The "Product Description" section above is confusing as to the capacity. It mentions 10-12 cup capacity, but then the next paragraph, which appears to be copied-and-pasted from the 60th Anniversary pan, says 10-15 cup capacity. Perhaps Amazon will correct it by the time you read this review. [A later edit, Sept. 2011: Thanks to D. Burke who pointed out that "10-15 cups" is imprinted on the bottom of the pan.]
In the "Product Details" section above, there was some confusion about the weight and height. Perhaps Amazon will correct this too, by the time you read this review. [Update: It seems corrected now.]
It previously said: "Product Dimensions: 11.1 x 10.5 x 3.8 inches; 4 pounds",
and the next line said "Shipping Weight: 2 pounds".
At the time, I said how can the shipping weight be less than the product weight? I believe the accurate weight is 2 pounds, which is heavy for a pan.
[Update: I see the measurements information has been updated to 10.5 x 10.5 x 4.5, which seems correct, excluding the handles]. Previously they said 11.1 x 10.5 x 3.8, and I had doubts about the depth measurement accuracy. The 60th anniversary pan has a 4.5 inch depth. The main diameter is 10.5 inches, except at the protruding handles.
I used to have no interest in Bundt pans. Then I realized 3 advantages:
(1) can reduce calories -- no frosting or icing necessary. A Bundt cake looks pretty, and does not look bare if frosting is omitted. Yes, I realize that cake is not diet food, but if you are making a cake for some occasion, leaving off the frosting does cut down on the sugar.
(2) save time because, again, the frosting can be omitted. You get a regal-looking cake that stands taller than a sheet cake, but does not require tricky stacking of layers.
(3) the tube in the center provides air circulation, for more even baking of cake center. This is especially important for those living at higher elevations.
Be sure to read the directions and tips enclosed with the pan.
These heavyweight pans, combined with recommended spraying with Bakers Secret, result in cakes that slide out easily; almost too easily. Warning: Be sure to have a plate underneath the pan when you tip it upside down; it slips out rapidly, in the blink of an eye.
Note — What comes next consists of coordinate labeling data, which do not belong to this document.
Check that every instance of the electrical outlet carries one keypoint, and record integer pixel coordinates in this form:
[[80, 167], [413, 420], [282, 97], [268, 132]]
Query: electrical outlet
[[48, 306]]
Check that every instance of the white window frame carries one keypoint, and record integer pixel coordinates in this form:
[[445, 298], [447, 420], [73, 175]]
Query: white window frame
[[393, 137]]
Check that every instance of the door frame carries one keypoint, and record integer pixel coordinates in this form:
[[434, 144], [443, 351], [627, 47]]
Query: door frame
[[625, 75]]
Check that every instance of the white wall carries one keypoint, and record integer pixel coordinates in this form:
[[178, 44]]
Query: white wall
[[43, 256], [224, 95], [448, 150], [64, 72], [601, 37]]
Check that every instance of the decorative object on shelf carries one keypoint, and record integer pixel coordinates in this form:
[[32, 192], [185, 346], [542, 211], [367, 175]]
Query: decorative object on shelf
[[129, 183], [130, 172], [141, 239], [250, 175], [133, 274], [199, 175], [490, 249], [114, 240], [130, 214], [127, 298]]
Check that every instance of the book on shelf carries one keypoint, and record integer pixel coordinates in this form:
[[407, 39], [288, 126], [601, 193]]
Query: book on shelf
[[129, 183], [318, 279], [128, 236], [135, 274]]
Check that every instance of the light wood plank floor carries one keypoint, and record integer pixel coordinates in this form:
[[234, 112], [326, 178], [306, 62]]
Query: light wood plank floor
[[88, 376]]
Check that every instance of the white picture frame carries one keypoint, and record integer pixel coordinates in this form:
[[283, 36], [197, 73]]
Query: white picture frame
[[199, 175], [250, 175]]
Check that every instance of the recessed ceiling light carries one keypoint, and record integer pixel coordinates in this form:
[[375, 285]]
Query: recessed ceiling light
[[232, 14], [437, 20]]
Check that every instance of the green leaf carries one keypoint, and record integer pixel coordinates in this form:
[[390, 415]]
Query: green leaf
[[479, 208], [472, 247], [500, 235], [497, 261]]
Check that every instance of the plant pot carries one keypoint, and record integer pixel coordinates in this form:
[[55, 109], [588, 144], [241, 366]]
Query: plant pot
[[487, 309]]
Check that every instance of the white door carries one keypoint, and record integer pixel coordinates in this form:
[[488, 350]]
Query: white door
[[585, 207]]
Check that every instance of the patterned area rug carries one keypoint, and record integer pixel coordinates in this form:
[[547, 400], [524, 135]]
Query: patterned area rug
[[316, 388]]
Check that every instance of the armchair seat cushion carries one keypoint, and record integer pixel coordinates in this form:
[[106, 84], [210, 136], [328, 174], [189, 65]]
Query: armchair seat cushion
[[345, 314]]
After baking, be patient; allow it too cool for the recommended time period, before flipping it upside down. Otherwise, a risk that the cake will break apart.
At high elevations, cakes tend to puff up a little higher at places not touching the sides or middle. Fortunately, when flipped out onto the serving plate, that un-evenness is hidden, appearing as if it were part of the intended shape at the base of the cake. This is in contrast to regular layer-style cakes, which are more problematic.